Conference: ICML 2025
arXiv: 2507.17416
Code: GitHub
Area: Semantic Communication / Generative AI
Keywords: Semantic Communication, Latent Diffusion Models, Stable Cascade, Image Compression, Channel Robustness

TL;DR

A semantic image communication framework built upon the Stable Cascade architecture. It uses EfficientNet-V2 to extract highly compact image embeddings (occupying just 0.29% of the original size) as LDM conditioning. Through noise-robust fine-tuning, the system reconstructs images faithfully even under low SNR channels, while achieving 3-16x inference acceleration.

Background & Motivation

Background: Semantic communication (SemCom) aims to transmit the "meaning" of information rather than raw bits, realizing extreme bandwidth compression through deep learning and generative models. Diffusion models (DMs) have become a mainstream tool for semantic image communication (SIC) due to their outstanding image synthesis capabilities. Existing DM-based SIC systems include solutions like GESCO (segmentation map-conditioned) and Img2Img-SC (SD text + image-conditioned).

Limitations of Prior Work: 1. Slow Inference: GESCO requires 1000 denoising steps, taking 5 minutes and 24 seconds for a single 512×512 image. 2. Generative Randomness: Text-conditioned methods produce different results each time, making the reconstruction uncontrollable. 3. Insufficient Compression Ratio: The SD latent space of [4,64,64] offers only around ~48x compression.

Key Challenge: Existing schemes cannot simultaneously achieve high speed, extreme compression, and high reconstruction fidelity. GESCO is faithful but extremely slow, Img2Img-SC is faster but suffers from high generative randomness, and JPEG2000+LDPC collapses completely under low SNR.

Goal: To design a semantic communication system that simultaneously achieves extreme compression (0.29%), fast inference (<1s), and high-fidelity reconstruction.

Key Insight: Leveraging the extremely small latent space of Stable Cascade (which is significantly smaller than SD) naturally suits extreme compression, while noise-aware fine-tuning enhances channel robustness.
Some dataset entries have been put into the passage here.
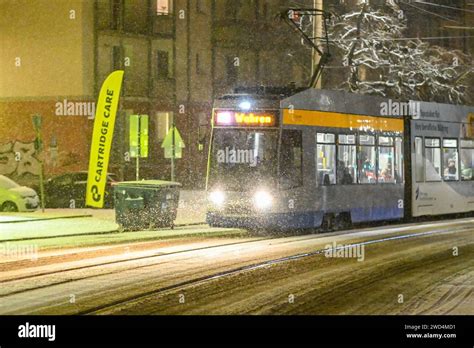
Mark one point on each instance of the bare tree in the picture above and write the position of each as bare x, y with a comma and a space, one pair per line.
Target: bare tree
369, 41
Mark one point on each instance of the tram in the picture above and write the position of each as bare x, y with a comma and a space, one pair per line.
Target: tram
297, 159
Core Idea: The combination of Stable Cascade's hyper-compressed latent space and noise-aware conditional fine-tuning yields a triple advantage of speed × compression × fidelity.

Method

Overall Architecture

The system consists of three stages: - Transmitter: The EfficientNet-V2 encoder extracts extremely compact embeddings \(Z \in \mathbb{R}^{16 \times 24 \times 24}\). - Channel Transmission: \(Z\) is transmitted through an AWGN channel, and the receiver obtains \(\hat{Z} = Z + \epsilon\). - Receiver: \(\hat{Z}\) acts as the LDM conditioning → generates the VQGAN latent representation → VQGAN decodes back to the pixel space.

Key Designs

  1. Extremely Compressed Image Embeddings (EfficientNet-V2 Encoder):

    • Function: Compresses the original image to 0.29% of its original size.
    • Mechanism: Utilizes the pre-trained EfficientNet-V2 encoder from Stable Cascade to encode \(X \in \mathbb{R}^{3 \times 1024 \times 1024}\) into \(Z \in \mathbb{R}^{16 \times 24 \times 24}\). The compression ratio is \(\frac{3 \times 1024 \times 1024}{16 \times 24 \times 24} = 341\). This embedding preserves high-level semantic features, performing far better than text embeddings (which are too abstract and lead to semantic drift) and segmentation maps (which lose texture and color information).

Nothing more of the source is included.